# Mbti



## Ghost (Oct 18, 2011)

I didn't find a thread dedicated to this, so I apologize if there is one already. The Myers-Briggs Type Indicator is one of my favorite topics. I like the tests at similarminds.com. There's a shorter version and a longer version of the test. I also like the personality test at MyPersonality.info, which appeals me visually. The downside is that you have to enter an e-mail to access it, but you get an account and badge with your results. The tests at either site are more accurate than many I've taken.






I test as an INFP with an enneagram of 4w5, if that matters. I usually get INFP and sometimes INTP, unless the test is particularly bad or poorly worded.

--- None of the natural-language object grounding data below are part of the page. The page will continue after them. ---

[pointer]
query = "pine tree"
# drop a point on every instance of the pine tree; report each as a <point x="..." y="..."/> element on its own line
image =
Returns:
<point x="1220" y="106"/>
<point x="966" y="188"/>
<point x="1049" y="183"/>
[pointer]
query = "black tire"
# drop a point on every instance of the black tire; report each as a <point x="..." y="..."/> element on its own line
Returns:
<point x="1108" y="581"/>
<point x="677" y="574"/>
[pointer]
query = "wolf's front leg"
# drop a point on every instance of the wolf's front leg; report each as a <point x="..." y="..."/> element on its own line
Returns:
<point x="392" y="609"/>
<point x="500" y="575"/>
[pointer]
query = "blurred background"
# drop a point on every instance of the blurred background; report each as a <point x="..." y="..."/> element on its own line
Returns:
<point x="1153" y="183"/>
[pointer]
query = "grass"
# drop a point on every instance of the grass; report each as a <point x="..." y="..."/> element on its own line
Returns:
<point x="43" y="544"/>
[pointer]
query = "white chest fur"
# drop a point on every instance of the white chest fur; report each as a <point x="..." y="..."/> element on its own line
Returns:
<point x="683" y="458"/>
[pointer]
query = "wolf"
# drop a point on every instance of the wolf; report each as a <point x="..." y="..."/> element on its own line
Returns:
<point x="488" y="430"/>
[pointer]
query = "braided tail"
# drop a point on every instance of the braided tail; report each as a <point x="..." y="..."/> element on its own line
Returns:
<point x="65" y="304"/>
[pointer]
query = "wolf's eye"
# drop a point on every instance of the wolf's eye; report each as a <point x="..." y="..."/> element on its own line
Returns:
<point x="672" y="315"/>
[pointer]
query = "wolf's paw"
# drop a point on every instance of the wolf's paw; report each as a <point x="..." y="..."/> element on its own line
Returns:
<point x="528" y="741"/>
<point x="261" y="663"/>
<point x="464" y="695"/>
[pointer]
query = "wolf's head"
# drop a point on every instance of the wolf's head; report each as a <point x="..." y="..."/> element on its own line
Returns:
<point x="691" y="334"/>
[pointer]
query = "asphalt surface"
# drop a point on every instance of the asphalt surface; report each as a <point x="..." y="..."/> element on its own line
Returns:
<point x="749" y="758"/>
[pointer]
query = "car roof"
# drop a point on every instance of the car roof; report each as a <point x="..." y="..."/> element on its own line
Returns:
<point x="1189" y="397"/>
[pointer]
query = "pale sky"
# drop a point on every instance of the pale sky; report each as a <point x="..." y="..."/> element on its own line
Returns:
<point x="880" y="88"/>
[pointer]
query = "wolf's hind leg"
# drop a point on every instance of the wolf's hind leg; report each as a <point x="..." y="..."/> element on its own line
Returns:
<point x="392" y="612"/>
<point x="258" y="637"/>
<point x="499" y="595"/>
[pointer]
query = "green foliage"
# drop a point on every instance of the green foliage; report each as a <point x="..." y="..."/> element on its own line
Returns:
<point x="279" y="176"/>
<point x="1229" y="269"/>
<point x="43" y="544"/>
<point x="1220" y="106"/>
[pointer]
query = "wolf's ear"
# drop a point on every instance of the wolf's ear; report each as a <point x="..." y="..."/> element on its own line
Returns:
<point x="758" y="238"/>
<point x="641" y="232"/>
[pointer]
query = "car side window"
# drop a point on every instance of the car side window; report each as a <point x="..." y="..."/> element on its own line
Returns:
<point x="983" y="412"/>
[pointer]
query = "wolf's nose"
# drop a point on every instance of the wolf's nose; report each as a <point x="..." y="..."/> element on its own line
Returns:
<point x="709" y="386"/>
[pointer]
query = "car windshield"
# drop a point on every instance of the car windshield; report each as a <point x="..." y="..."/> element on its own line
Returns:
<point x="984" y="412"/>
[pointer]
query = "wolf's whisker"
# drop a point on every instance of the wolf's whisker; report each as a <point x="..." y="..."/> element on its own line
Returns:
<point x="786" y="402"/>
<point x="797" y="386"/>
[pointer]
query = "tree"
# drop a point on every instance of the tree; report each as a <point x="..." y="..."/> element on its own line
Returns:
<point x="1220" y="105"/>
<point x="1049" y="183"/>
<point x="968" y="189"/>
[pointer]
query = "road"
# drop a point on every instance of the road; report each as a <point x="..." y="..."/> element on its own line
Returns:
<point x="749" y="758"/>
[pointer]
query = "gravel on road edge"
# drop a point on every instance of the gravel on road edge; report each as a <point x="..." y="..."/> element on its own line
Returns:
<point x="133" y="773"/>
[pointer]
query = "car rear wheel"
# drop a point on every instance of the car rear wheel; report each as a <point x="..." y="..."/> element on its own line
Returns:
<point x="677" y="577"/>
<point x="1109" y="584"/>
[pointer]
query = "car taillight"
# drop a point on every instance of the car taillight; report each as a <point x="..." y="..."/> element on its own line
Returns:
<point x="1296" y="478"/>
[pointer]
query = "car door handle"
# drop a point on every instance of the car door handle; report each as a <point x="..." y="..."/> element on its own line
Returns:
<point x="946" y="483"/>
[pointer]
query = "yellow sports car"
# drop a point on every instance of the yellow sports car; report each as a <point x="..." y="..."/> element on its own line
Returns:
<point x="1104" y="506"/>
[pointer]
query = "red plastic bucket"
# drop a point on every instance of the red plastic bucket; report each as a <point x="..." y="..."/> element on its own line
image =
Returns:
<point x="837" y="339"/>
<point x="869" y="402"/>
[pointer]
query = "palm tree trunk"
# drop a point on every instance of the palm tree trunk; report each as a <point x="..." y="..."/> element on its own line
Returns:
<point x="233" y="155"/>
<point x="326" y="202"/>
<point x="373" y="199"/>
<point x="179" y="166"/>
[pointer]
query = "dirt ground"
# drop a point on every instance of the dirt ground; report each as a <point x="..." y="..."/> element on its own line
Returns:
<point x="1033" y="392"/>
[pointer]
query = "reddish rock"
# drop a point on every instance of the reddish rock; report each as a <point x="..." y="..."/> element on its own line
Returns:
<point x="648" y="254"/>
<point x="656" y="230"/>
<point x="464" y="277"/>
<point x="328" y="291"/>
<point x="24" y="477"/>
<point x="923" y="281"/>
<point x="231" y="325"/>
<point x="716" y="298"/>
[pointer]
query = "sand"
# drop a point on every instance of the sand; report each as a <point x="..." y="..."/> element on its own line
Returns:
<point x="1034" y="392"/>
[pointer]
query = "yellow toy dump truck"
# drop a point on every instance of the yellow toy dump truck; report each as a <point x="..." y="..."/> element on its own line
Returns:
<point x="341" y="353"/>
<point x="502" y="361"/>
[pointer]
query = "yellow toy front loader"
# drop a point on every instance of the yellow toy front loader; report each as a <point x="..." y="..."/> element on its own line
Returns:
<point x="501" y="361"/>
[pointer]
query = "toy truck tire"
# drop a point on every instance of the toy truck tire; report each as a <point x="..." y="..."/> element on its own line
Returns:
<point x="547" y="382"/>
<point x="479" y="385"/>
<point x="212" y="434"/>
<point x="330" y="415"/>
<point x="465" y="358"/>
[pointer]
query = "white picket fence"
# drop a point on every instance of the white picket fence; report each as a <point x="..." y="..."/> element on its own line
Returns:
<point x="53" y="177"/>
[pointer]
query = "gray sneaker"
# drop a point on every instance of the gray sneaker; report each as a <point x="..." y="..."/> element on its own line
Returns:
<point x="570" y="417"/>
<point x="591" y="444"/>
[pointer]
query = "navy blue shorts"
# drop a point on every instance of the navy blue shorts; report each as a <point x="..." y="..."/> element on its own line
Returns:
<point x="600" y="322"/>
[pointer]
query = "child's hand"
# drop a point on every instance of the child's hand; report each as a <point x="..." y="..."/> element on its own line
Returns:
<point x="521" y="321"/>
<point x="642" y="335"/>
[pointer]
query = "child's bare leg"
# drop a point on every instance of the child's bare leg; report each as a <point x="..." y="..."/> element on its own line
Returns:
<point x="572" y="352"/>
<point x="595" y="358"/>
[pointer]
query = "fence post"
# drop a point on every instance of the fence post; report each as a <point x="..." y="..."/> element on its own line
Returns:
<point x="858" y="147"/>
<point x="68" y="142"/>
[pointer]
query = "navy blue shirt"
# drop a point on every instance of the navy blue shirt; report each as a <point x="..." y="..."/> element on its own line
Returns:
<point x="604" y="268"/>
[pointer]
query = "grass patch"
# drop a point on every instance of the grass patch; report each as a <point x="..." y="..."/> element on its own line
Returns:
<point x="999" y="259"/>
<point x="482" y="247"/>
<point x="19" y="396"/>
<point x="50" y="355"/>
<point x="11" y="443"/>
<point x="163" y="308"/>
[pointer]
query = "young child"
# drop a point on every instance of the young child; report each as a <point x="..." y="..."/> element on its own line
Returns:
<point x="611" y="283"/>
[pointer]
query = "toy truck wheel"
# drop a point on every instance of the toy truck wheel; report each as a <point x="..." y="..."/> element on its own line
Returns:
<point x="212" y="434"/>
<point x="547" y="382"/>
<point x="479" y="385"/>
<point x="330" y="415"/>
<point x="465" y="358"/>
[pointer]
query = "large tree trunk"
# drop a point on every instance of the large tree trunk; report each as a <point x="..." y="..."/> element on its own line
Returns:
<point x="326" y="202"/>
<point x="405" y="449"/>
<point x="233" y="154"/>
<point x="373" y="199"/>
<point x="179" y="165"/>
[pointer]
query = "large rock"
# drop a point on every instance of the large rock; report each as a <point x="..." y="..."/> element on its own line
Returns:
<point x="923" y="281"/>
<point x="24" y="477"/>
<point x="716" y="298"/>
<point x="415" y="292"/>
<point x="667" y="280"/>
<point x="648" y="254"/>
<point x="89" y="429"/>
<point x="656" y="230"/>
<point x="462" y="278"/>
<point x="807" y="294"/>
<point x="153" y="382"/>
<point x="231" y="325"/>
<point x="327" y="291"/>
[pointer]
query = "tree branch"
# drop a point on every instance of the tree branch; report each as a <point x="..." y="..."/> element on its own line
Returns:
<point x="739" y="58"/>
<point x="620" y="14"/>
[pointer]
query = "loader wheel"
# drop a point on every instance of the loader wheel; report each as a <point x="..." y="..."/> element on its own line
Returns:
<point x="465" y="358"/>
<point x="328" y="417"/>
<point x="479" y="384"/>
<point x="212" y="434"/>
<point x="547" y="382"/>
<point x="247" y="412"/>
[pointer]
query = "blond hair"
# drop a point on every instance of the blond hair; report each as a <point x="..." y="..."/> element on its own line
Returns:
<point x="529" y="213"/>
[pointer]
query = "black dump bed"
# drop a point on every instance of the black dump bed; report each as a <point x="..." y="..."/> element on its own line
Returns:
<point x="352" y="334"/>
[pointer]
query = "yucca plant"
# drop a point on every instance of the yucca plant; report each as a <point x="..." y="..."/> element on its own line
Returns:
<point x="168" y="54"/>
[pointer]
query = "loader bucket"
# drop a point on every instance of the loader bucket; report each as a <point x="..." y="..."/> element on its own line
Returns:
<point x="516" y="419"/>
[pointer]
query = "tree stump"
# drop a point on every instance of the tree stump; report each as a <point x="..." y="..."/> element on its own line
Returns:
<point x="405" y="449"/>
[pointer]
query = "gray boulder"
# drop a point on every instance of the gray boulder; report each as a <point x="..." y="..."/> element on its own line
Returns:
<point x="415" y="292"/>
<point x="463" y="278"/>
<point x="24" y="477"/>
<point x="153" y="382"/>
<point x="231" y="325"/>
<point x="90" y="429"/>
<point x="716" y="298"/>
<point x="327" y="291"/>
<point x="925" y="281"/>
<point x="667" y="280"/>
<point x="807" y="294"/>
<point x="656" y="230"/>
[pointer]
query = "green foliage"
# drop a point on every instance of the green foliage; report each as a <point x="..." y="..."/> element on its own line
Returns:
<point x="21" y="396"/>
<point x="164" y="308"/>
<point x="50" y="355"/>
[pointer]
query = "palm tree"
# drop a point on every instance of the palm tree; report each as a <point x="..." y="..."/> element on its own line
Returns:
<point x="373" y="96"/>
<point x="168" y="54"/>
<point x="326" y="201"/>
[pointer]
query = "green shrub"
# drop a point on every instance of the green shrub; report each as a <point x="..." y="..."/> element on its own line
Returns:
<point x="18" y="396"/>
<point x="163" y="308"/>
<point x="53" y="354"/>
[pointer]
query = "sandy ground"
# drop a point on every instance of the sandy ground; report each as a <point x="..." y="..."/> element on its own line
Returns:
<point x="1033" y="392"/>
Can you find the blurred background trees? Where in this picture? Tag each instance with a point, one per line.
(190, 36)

I've noticed a lot of INFPs write fantasy (and poetry ). I saw another poster here mention being INTJ and the thread about Type A/Type B. It makes me wonder what other types are represented here.


----------



## The Blue Lotus (Oct 18, 2011)

I took the short one, here is wht it says... 
Jung Test Results





Introverted (*I*) 79.41% Extroverted (E) 
20.59%
Sensing (*S*) 57.14% Intuitive (N) 42.86%
Thinking (*T*) 
62.5% Feeling (F) 37.5%
Judging (*J*) 70.59% Perceiving (P) 
29.41%​


Your type is: *ISTJ*
 Which I find funny because normaly I get back INTJ, but that was fun.








*ISTJ* - "Trustee". Decisiveness in 
practical affairs. Guardian of time- honored institutions. Dependable. 11.6% of 
total population. ​
​


----------



## Ghost (Oct 19, 2011)

Yeah, I got ESTP as a result once at a different site, which is laughable and baffling. If anyone has links to better tests, feel free to throw them into the ring.


----------



## mythique890 (Oct 19, 2011)

I got INTP.  When I was a teenager I used to get INTJ more, but I guess I've changed.    Interesting test!


----------



## Thursday (Oct 19, 2011)

I took this when I was a teenager and the person testing me said that there were no conclusive results whatsover. Not sure if that meant I was a sociopath, psychopath or just overthought everything.


----------



## myrddin173 (Oct 19, 2011)

I usually get this or ISTP.  I find it fitting that Verbal/Linguistic is in all three of our top three intelligences since we are writers.


----------



## The Blue Lotus (Oct 20, 2011)




----------



## Fnord (Oct 20, 2011)

INTJ for life!


----------



## Ghost (Oct 20, 2011)

Wow, I don't even know where yours comes from, Blue Lotus. Lol, it's massive. I wouldn't pay a cent for those profiles. I got mine at the My Account tab. Below Tests, there's a section called Badges. There's a link called View (Get Code), and you select Forum Code from the Code Type drop down box. Just paste that stuff in here.

My dad is an INTJ, and he's the reason I started reading fantasy in the first place. So props to INTJs. I like how the similarminds.com description for INTJ lists "dictator" as a favored career. 

I found this on a blog post about INFPs:



> INFPs also seek experiences that stir their emotions, evoking strong feelings of love or compassion.



I wouldn't even limit it to positive feelings. I love reading books that make me feel strongly for what the characters are going through. When I write, I want to make somebody feel, whether he's a character in my story or someone reading the story. I've read books with interesting premises, but the ones I remember made me laugh or broke my heart. I want to do the same for other people while immersing them in my worlds.


----------



## The Blue Lotus (Oct 21, 2011)

Thanks dear editing the post now  you're a rock star!


----------